Anomalous radial migration of single DNA molecules in capillary electrophoresis.

Analytical chemistry

PubMedID: 12236367

Zheng J, Yeung ES. Anomalous radial migration of single DNA molecules in capillary electrophoresis. Anal Chem. 2002;74(17):4536-47.
We report the unexpected radial migration of DNA molecules in capillary electrophoresis (CE) with applied Poiseuille flow. Such movement can contribute to anomalous migration times, peak dispersion, and size and shape selectivity in CE. When Poiseuille flow is applied from the cathode to the anode, DNA molecules move toward the center of the capillary, forming a narrow, highly concentrated zone. Conversely, when the flow is applied from the anode to the cathode, DNA molecules move toward the walls, leaving a DNA-depleted zone around the axis. We showed that the deformation and orientation of DNA molecules under Poiseuille flow was responsible for the radial migration.

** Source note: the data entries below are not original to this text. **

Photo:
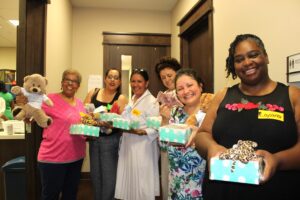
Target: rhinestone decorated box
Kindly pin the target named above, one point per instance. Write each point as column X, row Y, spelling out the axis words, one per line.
column 125, row 124
column 153, row 122
column 108, row 116
column 176, row 133
column 225, row 170
column 82, row 129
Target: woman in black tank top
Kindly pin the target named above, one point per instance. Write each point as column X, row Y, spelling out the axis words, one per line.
column 256, row 109
column 104, row 150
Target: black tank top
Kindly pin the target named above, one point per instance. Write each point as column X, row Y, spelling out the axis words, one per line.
column 268, row 120
column 276, row 130
column 100, row 103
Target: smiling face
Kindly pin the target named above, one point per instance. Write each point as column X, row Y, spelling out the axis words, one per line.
column 138, row 85
column 250, row 63
column 112, row 80
column 167, row 76
column 70, row 85
column 188, row 90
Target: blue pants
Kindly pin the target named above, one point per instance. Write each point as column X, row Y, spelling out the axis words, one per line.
column 103, row 163
column 60, row 178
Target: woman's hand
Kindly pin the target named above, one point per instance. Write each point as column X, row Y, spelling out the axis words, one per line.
column 271, row 164
column 137, row 131
column 191, row 141
column 165, row 113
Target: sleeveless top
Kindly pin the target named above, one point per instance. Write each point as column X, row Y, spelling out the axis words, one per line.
column 268, row 120
column 100, row 103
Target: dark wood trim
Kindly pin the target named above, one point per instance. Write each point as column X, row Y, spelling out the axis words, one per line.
column 199, row 16
column 31, row 59
column 143, row 39
column 194, row 16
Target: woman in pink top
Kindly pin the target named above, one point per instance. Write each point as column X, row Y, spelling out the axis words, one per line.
column 61, row 155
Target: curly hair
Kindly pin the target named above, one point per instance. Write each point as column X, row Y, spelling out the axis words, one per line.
column 167, row 62
column 230, row 59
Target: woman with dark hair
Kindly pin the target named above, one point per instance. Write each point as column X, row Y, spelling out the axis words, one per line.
column 186, row 168
column 104, row 150
column 137, row 174
column 9, row 100
column 166, row 71
column 256, row 109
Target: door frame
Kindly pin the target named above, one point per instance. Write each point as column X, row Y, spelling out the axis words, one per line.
column 190, row 24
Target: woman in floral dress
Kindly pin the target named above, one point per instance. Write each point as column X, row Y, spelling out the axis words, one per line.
column 186, row 168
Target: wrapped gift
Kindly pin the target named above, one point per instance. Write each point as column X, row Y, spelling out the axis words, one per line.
column 177, row 133
column 82, row 129
column 242, row 173
column 153, row 122
column 108, row 116
column 125, row 124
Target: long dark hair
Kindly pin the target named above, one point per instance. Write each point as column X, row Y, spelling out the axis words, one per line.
column 120, row 77
column 2, row 87
column 167, row 62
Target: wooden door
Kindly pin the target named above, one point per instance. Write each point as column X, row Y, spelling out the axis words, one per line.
column 197, row 42
column 145, row 53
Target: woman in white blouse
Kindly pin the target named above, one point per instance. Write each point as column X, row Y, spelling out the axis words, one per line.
column 137, row 173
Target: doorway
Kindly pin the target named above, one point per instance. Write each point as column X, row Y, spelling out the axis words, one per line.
column 196, row 37
column 141, row 50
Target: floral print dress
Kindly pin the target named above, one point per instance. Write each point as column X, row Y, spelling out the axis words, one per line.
column 186, row 166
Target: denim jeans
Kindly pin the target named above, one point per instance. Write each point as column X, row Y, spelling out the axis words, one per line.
column 103, row 163
column 60, row 178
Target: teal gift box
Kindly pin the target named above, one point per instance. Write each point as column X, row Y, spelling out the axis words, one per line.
column 108, row 116
column 153, row 122
column 223, row 170
column 82, row 129
column 125, row 124
column 177, row 133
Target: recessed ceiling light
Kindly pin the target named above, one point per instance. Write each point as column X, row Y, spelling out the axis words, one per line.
column 14, row 22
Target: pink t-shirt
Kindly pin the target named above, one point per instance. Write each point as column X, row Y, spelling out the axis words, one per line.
column 58, row 146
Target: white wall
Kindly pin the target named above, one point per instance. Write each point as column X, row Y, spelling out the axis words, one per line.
column 8, row 58
column 58, row 42
column 275, row 22
column 88, row 25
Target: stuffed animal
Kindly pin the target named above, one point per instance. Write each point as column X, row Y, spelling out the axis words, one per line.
column 34, row 88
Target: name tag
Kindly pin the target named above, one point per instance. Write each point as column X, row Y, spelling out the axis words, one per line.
column 266, row 114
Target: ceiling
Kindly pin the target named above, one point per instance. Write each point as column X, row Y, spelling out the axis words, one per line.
column 9, row 9
column 157, row 5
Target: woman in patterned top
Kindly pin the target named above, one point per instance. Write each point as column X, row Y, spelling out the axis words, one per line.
column 257, row 109
column 166, row 70
column 186, row 167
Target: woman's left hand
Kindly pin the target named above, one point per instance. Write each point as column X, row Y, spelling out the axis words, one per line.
column 191, row 141
column 271, row 164
column 137, row 131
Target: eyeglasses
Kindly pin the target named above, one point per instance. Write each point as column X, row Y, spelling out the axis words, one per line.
column 113, row 78
column 69, row 81
column 138, row 70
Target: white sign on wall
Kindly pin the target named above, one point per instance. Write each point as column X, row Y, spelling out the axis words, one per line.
column 293, row 68
column 95, row 81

By analyzing the forces acting on the deformed and oriented DNA molecules, we derived an expression for the radial lift force, which explained our results very well under different conditions with Poiseuille flow only, electrophoresis only, and the combination of Poiseuille flow and electrophoresis. Factors governing the direction and velocity of radial migration were elucidated. Potential applications of this phenomenon include an alternative to sheath flow in flow cytometry, improving precision and reliability of single-molecule detection, reduction of wall adsorption, and size separation with a mechanism akin to field-flow fractionation. On the negative side, nonuniform electroosmotic flow along the capillary or microfluidic channel is common in CE, and radial migration of certain analytes cannot be neglected.